Send events in bulk for streaming setup on GCP

Hi, we have a case where a team wants to send events in bulks from their backend for technical reasons.

What are your take on this? I am a bit afraid of some data loss occurring as the autoscaling maybe of the loadbalancer attached to the web service won’t be fast enough to handle these loads for a few microseconds thus losing some data in the pipeline we cannot see.

Has anyone else encountered this or can give me some insight in this? We currently have a GCP setup with the stream collector.

/Brian

Hey Brian,

As long as you’re using one of the Snowplow trackers, the risk of data loss is normally miniscule. All of the trackers have an event store, which stores the events until the collector responds with success. If it doesn’t get the response, or it gets a failure response, the tracker will leave the events in the backlog. Every time the tracker attempts a request, it will attempt to send all events in the store. So any events that don’t make it first time will be re-attempted until they do.

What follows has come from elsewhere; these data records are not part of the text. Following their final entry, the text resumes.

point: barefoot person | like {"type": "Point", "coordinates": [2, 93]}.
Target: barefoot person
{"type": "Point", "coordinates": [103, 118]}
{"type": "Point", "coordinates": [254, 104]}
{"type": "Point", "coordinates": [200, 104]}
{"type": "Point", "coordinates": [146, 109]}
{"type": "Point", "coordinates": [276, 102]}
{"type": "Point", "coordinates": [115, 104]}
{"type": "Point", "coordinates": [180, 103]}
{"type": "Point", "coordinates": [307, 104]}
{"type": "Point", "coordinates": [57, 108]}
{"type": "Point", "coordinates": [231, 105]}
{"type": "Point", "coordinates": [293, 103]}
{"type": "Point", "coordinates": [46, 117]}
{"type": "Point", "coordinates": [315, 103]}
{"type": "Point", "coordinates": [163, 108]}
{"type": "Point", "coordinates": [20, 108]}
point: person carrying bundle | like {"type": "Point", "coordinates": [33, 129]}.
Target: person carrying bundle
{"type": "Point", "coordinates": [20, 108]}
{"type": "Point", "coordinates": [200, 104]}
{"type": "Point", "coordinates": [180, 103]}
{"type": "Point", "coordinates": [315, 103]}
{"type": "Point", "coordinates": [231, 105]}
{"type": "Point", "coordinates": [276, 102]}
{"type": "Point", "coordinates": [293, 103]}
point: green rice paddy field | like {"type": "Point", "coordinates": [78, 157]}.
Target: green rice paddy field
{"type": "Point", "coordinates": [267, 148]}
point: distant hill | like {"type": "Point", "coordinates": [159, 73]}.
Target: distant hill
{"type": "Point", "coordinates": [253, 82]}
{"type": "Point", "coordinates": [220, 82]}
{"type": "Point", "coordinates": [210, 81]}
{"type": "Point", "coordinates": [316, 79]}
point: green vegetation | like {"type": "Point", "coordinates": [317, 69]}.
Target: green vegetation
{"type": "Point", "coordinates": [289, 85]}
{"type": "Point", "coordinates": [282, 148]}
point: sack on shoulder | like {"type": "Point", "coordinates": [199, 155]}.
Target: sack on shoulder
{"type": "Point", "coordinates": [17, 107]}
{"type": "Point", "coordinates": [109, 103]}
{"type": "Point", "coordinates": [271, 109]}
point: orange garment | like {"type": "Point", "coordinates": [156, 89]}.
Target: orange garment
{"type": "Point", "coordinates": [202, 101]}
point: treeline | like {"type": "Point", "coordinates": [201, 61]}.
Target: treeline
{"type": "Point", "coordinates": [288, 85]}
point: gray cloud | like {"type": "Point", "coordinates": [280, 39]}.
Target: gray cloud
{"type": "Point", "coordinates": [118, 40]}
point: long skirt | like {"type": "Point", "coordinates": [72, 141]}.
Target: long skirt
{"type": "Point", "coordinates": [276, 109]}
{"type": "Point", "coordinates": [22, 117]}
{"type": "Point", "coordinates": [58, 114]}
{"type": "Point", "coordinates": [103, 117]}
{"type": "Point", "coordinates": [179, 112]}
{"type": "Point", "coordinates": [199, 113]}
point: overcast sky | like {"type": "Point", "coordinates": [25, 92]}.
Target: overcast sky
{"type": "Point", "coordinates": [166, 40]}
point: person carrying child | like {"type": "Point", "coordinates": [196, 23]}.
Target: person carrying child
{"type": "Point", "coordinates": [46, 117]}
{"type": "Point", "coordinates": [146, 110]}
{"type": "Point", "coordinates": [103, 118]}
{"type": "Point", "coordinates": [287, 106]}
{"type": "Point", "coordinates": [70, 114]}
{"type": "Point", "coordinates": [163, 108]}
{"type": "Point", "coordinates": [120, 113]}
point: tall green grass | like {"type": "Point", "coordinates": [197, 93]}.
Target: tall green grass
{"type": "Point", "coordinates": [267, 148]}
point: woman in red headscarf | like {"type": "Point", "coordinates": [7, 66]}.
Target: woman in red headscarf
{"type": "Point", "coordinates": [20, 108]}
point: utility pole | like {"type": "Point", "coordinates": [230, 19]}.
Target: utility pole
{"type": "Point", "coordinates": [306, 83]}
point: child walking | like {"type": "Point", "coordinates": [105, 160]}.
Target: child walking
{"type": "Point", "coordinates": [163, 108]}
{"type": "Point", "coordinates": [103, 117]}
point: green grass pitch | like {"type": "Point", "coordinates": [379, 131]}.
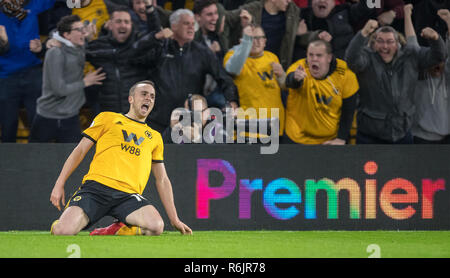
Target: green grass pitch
{"type": "Point", "coordinates": [230, 244]}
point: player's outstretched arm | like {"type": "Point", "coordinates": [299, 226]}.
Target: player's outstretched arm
{"type": "Point", "coordinates": [164, 187]}
{"type": "Point", "coordinates": [72, 162]}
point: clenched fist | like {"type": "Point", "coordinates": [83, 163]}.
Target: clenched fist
{"type": "Point", "coordinates": [369, 28]}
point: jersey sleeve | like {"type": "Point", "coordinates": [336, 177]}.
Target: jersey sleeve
{"type": "Point", "coordinates": [158, 151]}
{"type": "Point", "coordinates": [97, 128]}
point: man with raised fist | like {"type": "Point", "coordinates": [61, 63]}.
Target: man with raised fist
{"type": "Point", "coordinates": [387, 72]}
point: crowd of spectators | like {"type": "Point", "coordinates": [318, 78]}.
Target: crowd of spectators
{"type": "Point", "coordinates": [319, 62]}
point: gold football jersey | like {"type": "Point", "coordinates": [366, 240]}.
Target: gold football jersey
{"type": "Point", "coordinates": [313, 111]}
{"type": "Point", "coordinates": [125, 151]}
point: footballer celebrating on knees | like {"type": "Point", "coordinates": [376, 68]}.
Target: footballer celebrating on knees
{"type": "Point", "coordinates": [127, 150]}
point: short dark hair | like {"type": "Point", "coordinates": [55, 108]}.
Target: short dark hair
{"type": "Point", "coordinates": [388, 29]}
{"type": "Point", "coordinates": [199, 5]}
{"type": "Point", "coordinates": [119, 8]}
{"type": "Point", "coordinates": [328, 47]}
{"type": "Point", "coordinates": [146, 82]}
{"type": "Point", "coordinates": [65, 23]}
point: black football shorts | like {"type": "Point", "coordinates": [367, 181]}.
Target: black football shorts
{"type": "Point", "coordinates": [98, 200]}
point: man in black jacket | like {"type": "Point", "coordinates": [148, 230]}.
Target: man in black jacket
{"type": "Point", "coordinates": [114, 53]}
{"type": "Point", "coordinates": [179, 66]}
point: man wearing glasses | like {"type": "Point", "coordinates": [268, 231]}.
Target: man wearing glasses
{"type": "Point", "coordinates": [57, 115]}
{"type": "Point", "coordinates": [387, 74]}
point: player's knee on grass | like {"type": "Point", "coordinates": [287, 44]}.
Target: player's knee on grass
{"type": "Point", "coordinates": [153, 228]}
{"type": "Point", "coordinates": [62, 229]}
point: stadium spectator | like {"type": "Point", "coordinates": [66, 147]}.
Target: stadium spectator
{"type": "Point", "coordinates": [57, 116]}
{"type": "Point", "coordinates": [322, 98]}
{"type": "Point", "coordinates": [210, 33]}
{"type": "Point", "coordinates": [207, 16]}
{"type": "Point", "coordinates": [334, 24]}
{"type": "Point", "coordinates": [425, 15]}
{"type": "Point", "coordinates": [114, 53]}
{"type": "Point", "coordinates": [387, 73]}
{"type": "Point", "coordinates": [193, 124]}
{"type": "Point", "coordinates": [279, 19]}
{"type": "Point", "coordinates": [432, 118]}
{"type": "Point", "coordinates": [117, 178]}
{"type": "Point", "coordinates": [257, 74]}
{"type": "Point", "coordinates": [390, 13]}
{"type": "Point", "coordinates": [139, 15]}
{"type": "Point", "coordinates": [96, 11]}
{"type": "Point", "coordinates": [234, 4]}
{"type": "Point", "coordinates": [20, 67]}
{"type": "Point", "coordinates": [179, 66]}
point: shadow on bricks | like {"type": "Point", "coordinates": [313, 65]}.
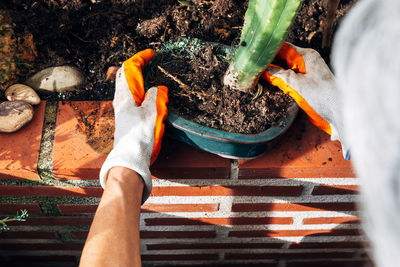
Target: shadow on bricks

If you’re batching very aggressively, there is some chance that a delayed response can cause some requests to go through but not get a response in time. In that scenario you have more chances of duplicates - but a sensible size of batches avoids that.

The one scenario where you would have more risk of data loss is if your environment is transient, and so the event store gets dropped before a second attempt. In that scenario we would indeed recommend to avoid batching. I’m guessing the backend in question is some web server or similar though so you shouldn’t have issues there.

Hope that’s helpful. :slight_smile:

1 Like

Hi, thanks for your reply :slight_smile:

Could you elaborate more in what you mean with “all of the trackers have an event store”? I do not quite understand this.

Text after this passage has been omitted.